Presidente diz a militares que não vai decretar operações de Garantia da Lei e da Ordem se excludente de ilicitude não passar no Congresso

atualizado 23/11/2019 11:14

Presidente Jair Bolsonaro é acusado de desmontar a comissãoIgo Estrela/Metrópoles

O presidente Jair Bolsonaro (sem partido) voltou a defender o projeto de lei que isenta de eventuais punições membros das Forças Armadas e agentes de segurança, como policiais civis e militares, que atuam em operações de Garantia da Lei e da Ordem (GLOs).
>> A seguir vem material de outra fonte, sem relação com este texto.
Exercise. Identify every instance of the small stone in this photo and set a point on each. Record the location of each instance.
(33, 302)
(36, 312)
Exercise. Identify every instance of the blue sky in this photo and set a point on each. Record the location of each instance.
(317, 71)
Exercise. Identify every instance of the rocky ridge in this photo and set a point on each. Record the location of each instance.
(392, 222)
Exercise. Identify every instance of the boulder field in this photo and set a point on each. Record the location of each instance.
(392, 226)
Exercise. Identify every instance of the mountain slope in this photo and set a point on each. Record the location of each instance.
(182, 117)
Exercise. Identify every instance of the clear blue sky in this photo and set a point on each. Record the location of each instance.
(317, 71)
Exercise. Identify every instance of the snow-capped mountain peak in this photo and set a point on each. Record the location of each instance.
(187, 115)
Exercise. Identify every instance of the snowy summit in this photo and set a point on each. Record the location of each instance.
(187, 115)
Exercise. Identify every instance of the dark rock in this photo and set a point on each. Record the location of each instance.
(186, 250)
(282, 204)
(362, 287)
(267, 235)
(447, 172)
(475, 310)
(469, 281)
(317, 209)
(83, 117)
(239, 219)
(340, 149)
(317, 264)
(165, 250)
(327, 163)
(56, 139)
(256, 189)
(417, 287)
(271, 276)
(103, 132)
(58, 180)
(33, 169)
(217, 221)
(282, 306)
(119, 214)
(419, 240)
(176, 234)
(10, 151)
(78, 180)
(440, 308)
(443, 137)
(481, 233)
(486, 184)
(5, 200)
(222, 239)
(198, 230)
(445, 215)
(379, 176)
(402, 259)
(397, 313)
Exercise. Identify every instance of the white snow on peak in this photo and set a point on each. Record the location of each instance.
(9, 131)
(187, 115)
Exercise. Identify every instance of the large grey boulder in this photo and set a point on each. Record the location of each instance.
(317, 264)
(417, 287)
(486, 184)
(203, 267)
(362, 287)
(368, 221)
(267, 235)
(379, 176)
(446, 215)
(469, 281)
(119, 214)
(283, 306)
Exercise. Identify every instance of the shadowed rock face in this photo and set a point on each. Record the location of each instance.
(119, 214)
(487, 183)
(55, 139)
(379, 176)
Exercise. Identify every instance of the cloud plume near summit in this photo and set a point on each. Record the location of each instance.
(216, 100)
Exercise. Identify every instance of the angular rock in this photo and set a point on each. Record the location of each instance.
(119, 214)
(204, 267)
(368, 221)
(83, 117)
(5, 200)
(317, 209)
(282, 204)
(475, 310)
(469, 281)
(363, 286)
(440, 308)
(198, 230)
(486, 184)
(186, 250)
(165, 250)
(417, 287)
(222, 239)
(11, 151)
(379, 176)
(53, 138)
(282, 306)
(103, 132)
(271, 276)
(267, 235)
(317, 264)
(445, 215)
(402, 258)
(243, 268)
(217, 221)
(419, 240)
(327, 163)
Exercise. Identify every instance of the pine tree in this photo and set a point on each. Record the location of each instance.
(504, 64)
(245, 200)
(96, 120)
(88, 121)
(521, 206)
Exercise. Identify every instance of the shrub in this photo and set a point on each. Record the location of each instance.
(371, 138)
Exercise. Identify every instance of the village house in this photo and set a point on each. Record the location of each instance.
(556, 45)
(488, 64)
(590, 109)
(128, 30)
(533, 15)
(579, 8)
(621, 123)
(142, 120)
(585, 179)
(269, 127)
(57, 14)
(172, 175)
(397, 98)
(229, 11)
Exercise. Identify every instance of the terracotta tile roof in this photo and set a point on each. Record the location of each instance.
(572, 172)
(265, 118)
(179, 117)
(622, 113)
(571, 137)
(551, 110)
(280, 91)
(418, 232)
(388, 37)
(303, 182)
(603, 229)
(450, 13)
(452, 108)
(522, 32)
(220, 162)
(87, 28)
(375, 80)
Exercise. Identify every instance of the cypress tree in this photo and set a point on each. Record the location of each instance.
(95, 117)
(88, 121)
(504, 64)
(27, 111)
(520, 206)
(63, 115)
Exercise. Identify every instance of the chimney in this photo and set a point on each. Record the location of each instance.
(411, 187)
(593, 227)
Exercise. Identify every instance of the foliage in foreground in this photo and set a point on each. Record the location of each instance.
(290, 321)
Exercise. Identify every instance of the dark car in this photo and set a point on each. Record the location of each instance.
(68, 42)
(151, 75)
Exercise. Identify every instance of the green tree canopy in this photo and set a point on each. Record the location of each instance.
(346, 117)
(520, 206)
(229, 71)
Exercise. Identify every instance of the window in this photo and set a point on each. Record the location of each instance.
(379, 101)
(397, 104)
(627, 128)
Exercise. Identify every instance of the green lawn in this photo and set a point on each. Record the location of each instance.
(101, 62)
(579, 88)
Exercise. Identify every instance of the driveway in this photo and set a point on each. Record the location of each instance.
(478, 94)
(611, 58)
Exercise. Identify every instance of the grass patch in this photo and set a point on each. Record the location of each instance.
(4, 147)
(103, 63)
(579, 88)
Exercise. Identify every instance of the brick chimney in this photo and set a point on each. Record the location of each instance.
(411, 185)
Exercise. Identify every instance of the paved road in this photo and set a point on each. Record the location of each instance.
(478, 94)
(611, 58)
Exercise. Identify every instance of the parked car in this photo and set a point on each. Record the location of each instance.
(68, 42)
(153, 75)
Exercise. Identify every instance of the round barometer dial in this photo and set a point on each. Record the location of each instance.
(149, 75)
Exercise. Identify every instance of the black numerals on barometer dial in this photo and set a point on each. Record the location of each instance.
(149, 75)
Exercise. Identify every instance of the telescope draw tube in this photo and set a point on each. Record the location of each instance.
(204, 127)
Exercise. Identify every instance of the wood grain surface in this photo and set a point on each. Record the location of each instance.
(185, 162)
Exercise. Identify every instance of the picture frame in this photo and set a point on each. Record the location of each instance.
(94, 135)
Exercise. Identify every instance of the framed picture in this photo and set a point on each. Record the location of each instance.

Em palestra para militares no Rio de Janeiro (RJ) neste sábado (23/11/2019), o mandatário da República assinalou: “Seria, no meu entender, irresponsabilidade se nós não buscássemos essa retaguarda jurídica aos nossos profissionais”.

O chefe do Executivo nacional disse que o país não terá essa garantia enquanto o projeto não passar pelo Congresso. “Caso aprovado, nós podemos falar em GLOs. Até lá, não. Nós queremos que o nosso profissional cumpra a missão e ao final retorne à sua unidade ou a sua residência em paz;, que não fique preocupado em receber a visita de um oficial de Justiça”, pontuou o titular do Palácio do Planalto em palestra na Escola de Comando e Estado Maior do Exército.

A trajetória do projeto no Congresso, porém, não deve ser fácil, porque mesmo os partidos que se aliam a Bolsonaro em alguns temas já demonstraram resistência.

As operações de Garantia da Lei e da Ordem têm sido adotadas nos últimos anos para enfrentar situações como a crise de segurança no Rio de Janeiro. Em julho do ano passado, o então presidente Michel Temer (MDB) decretou uma GLO no Estado, que ficou em vigor até o dia 31 de dezembro.

Desde o início do ano, o mandatário brasileiro decretou apenas uma GLO, para ajudar a combater os incêndios na Amazônia. Nessa operação, não ocorreram confrontos entre militares e “foras da lei”.